Ray was at art school in the late 1960s in Newcastle when he met fellow student Ray Laidlaw and struck up a friendship with him when they discovered that they were both into blues music. Eventually Ray Laidlaw asked him to join his band Downtown Faction when their singer left. It was at a demo recording session where this band was introduced to Alan Hull through Dave Wood, his manager and owner of Impulse Sound studio based in Wallsend. Alan had been pursuing a solo career performing his own songs in folk clubs and liked the sound of the boys now known as Brethren who were also working the emerging folk scene on Tyneside. The joining of these two acts was inevitable and from that encounter a new band was born featuring Alan and Ray as front men and Rod, Simon and Ray Laidlaw taking up the rear, and Lindisfarne was born.
Along with a wealth of original songs from both Alan and Brethren, a most unusual and fresh sound emerged, which together with the strength of their north eastern influences, created a burgeoning following on the gig circuit. Thereafter Lindisfarne became successful recording artists both in the UK and around the world.
Ray came to the attention of Rod Stewart soon after Lindisfarne’s first album, Nicely Out of Tune, was released and he was asked to play mandolin on two tracks on Rod’s Every Picture Tells a Story album. It became an instant success when the track he wrote the mandolin hook for, Maggie May, became a No.1 worldwide hit and one of the most played songs of all time. Ray never achieved the credit he deserved for his contribution to the song which had been discarded by Rod due to being unfinished until Ray worked his magic, but it inadvertently gave Lindisfarne a helping hand as it was at the time that the band were just becoming known.
The first top ten success that Ray enjoyed with Lindisfarne was when the song written by Rod Clements, Meet Me On The Corner, was released from the Fog On The Tyne album. Featuring Ray on lead vocal and harmonica, it helped make it one of the best selling albums of 1972 and remained in the charts for 56 weeks.
Ray stayed in the band for twenty one years. There was a break in 1975. He continued playing at that time with his song writing partner Charlie Harcourt who had joined him and Alan to form Lindisfarne II when Rod Clements, Ray Laidlaw and Simon Cowe left to start Jack The Lad. Charlie and Ray joined forces again when Lindisfarne II split and formed a band called Harcourt’s Heroes, performing a blend of their own material and a selection of favourite blues and soul numbers by various artists. When Ray recorded his solo album, In The Night in 1980, released on the Mercury label, a number of the songs written with Charlie during that period appeared on the album, and also some of their material was selected for Lindisfarne’s Back and Fourth album, produced by Gus Dudgeon, when the original Lindisfarne reformed in 1978.
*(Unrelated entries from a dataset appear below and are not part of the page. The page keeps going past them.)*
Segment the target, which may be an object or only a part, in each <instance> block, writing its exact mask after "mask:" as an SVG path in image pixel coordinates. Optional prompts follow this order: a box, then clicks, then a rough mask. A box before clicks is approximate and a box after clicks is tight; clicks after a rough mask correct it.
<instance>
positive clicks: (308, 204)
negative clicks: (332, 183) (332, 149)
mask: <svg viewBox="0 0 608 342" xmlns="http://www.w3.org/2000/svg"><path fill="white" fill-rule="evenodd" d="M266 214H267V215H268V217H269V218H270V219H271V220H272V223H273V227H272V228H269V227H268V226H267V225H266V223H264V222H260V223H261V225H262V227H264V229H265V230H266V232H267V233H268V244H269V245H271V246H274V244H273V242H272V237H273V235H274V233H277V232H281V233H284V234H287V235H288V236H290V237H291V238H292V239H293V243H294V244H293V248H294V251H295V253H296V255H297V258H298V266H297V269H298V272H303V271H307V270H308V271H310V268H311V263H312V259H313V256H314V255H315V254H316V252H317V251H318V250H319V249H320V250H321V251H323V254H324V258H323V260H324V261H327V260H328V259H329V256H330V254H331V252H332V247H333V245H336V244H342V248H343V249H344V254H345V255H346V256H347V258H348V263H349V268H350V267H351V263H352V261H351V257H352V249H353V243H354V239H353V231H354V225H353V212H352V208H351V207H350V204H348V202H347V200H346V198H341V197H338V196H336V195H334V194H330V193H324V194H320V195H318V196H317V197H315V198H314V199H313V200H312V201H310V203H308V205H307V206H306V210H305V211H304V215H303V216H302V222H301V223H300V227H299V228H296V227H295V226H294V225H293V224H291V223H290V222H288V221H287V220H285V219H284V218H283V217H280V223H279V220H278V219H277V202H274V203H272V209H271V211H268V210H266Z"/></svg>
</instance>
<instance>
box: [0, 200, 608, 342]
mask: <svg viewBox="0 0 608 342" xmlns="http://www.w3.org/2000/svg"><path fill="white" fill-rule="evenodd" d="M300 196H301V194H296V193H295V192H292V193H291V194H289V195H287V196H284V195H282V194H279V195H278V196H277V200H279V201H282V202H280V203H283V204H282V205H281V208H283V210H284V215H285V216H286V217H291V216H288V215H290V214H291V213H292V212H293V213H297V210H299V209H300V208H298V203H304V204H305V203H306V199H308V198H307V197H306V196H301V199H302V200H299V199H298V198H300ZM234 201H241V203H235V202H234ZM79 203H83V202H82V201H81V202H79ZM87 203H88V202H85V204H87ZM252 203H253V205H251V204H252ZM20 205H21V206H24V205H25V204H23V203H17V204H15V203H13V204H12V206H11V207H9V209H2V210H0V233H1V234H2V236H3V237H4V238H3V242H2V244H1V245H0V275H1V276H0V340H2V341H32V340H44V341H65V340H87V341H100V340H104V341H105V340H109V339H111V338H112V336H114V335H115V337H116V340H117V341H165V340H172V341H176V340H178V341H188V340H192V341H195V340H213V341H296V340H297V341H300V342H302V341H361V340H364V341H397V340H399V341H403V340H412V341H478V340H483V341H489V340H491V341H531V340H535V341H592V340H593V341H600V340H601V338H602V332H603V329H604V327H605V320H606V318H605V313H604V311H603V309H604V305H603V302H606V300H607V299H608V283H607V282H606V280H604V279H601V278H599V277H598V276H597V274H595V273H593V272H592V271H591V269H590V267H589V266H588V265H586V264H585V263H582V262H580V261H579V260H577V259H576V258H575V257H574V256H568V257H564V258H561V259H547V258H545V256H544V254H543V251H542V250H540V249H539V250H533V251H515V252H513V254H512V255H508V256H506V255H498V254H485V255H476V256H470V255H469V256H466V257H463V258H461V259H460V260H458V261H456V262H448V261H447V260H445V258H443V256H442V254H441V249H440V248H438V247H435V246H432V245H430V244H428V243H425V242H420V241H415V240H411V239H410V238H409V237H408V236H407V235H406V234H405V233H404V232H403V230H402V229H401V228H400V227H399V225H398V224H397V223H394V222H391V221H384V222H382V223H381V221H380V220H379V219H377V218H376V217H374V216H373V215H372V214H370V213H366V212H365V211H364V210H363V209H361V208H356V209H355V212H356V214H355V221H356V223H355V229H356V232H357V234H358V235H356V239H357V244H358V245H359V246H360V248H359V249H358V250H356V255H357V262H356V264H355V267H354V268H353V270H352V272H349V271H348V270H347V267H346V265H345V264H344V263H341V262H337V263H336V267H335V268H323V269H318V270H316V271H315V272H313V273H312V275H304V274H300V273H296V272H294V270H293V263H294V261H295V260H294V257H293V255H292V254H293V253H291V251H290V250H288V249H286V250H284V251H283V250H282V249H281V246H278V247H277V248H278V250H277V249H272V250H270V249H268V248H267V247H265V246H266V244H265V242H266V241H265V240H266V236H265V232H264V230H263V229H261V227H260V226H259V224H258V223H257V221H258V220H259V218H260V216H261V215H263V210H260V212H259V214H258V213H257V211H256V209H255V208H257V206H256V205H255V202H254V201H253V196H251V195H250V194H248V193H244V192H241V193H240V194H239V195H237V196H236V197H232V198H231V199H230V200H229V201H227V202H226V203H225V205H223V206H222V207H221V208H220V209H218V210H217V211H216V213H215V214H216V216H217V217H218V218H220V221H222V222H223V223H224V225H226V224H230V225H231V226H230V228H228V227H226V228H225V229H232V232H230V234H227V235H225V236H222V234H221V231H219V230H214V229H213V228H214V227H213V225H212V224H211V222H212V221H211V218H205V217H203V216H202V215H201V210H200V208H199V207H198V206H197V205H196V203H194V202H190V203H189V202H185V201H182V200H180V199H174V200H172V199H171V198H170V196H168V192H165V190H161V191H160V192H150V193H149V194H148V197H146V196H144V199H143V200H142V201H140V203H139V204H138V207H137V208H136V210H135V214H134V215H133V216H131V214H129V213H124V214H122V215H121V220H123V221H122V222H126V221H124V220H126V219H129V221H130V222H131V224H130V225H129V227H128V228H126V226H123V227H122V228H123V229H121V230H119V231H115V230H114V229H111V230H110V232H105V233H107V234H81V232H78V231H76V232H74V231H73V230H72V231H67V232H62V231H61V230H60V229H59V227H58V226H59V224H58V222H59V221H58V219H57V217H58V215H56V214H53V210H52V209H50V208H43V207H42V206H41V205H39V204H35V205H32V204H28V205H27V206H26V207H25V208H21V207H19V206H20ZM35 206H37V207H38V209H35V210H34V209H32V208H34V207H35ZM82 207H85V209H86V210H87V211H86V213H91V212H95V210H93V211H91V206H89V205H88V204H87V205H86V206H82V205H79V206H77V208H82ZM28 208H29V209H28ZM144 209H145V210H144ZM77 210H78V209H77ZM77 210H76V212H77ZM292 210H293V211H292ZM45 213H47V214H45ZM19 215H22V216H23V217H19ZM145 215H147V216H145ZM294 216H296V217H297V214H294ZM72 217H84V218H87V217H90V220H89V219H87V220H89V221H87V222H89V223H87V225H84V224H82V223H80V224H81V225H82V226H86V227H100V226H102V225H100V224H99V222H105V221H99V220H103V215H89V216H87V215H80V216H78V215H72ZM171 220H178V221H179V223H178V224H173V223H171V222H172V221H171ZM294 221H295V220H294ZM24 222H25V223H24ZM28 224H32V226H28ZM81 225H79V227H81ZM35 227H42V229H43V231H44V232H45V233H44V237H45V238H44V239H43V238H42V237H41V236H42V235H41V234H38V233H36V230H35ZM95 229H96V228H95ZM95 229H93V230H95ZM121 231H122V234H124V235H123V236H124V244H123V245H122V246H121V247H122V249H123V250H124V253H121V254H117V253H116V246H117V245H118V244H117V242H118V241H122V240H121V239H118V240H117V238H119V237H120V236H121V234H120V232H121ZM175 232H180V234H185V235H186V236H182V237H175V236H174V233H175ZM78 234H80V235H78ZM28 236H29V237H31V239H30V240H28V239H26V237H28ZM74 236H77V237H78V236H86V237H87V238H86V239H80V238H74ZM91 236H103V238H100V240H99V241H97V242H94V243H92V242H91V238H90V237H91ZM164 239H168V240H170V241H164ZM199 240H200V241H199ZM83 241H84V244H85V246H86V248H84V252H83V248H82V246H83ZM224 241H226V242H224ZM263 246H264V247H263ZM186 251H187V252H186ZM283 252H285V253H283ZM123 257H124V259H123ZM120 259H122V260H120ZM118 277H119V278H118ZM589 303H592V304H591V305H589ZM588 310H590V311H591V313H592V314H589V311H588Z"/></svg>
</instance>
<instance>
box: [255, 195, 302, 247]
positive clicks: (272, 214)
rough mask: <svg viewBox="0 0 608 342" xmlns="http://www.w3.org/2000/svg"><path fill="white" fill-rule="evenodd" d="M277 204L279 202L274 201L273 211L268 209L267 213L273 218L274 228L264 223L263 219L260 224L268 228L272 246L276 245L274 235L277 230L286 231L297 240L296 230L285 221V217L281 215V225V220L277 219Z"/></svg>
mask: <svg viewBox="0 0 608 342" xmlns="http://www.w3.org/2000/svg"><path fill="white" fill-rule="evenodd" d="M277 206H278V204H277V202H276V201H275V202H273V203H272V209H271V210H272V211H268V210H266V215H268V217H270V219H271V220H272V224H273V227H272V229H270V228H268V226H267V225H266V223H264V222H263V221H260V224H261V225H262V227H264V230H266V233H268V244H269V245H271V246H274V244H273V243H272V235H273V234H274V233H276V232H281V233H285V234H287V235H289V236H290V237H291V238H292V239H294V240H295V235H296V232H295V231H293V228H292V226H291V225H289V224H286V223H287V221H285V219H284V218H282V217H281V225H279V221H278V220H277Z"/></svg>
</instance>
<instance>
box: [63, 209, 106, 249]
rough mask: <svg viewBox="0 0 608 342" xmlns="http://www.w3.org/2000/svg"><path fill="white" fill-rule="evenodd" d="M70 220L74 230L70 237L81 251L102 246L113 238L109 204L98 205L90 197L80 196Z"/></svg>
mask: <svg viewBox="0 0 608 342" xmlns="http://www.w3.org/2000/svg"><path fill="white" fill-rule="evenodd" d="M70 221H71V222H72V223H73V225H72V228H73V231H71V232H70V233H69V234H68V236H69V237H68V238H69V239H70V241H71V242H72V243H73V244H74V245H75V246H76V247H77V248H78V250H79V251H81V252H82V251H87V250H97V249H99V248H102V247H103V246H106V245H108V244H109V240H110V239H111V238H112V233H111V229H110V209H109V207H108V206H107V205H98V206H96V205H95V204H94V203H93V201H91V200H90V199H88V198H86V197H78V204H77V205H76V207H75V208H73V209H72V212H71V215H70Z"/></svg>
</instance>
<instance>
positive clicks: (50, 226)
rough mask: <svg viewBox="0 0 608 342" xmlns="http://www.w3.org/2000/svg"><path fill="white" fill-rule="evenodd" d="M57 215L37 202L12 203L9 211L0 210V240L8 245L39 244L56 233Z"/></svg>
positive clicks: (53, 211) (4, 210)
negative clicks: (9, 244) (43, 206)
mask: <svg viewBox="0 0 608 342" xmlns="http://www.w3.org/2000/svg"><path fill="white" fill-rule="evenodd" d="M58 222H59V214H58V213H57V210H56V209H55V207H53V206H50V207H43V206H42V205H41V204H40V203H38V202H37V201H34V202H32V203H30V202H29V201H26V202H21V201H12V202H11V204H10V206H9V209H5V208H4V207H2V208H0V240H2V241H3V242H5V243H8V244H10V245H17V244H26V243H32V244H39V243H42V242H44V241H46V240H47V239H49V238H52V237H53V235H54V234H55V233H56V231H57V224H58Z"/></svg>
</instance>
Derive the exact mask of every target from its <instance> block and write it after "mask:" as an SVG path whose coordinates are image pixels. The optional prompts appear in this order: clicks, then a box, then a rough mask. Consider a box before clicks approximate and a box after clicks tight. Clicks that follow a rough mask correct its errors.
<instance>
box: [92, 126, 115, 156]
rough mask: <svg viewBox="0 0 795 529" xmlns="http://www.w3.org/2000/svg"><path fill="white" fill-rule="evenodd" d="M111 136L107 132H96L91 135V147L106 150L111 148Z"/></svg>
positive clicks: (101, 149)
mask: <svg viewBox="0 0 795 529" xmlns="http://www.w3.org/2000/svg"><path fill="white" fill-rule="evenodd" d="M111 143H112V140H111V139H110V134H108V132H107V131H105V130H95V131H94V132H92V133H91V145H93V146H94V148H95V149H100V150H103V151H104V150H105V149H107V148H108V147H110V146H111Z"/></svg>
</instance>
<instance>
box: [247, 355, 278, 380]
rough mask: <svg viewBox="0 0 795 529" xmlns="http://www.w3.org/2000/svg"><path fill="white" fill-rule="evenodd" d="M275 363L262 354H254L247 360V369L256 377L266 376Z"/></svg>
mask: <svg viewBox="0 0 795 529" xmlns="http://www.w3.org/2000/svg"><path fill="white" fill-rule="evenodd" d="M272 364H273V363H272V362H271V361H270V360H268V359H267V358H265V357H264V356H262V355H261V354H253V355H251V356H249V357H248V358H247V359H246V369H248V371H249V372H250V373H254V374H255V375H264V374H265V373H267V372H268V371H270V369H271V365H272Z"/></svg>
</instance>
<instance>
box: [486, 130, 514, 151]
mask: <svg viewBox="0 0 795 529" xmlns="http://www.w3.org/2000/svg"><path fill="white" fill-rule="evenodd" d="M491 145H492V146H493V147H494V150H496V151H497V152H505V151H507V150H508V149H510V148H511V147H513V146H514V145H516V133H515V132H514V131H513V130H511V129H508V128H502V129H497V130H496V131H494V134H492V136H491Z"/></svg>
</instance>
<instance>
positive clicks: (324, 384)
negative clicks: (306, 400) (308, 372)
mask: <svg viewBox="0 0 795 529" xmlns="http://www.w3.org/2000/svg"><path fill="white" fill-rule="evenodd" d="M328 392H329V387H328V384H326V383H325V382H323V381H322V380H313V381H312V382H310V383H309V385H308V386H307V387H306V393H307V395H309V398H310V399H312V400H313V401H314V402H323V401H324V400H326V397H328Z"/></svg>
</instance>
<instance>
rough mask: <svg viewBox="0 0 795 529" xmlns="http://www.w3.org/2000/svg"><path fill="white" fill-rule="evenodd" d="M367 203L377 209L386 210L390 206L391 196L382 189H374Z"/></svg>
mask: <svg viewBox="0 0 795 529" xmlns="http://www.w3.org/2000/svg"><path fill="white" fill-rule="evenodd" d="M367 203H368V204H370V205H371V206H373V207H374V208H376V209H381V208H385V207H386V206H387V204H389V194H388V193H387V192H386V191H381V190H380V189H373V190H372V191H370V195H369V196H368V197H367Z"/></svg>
In 1990 Ray left the band and the music business to pursue other interests, working with a sports marketing agency and several major companies events departments including Guinness.
In 2012 Ray heard that the Newcastle City Hall was probably going to close due to council cut backs. It was suggested that it may help if he revived the famous Lindisfarne Christmas Shows. Within hours in 2013 the first show became a sell out and The Ray Jackson Christmas Shows were born. The City Hall continues to be a successful music venue to this day.
Tom Leary, a proud Geordie joined Ray’s band in 2013 and 2014 as fiddle player and the seeds of SilverBlues were sown.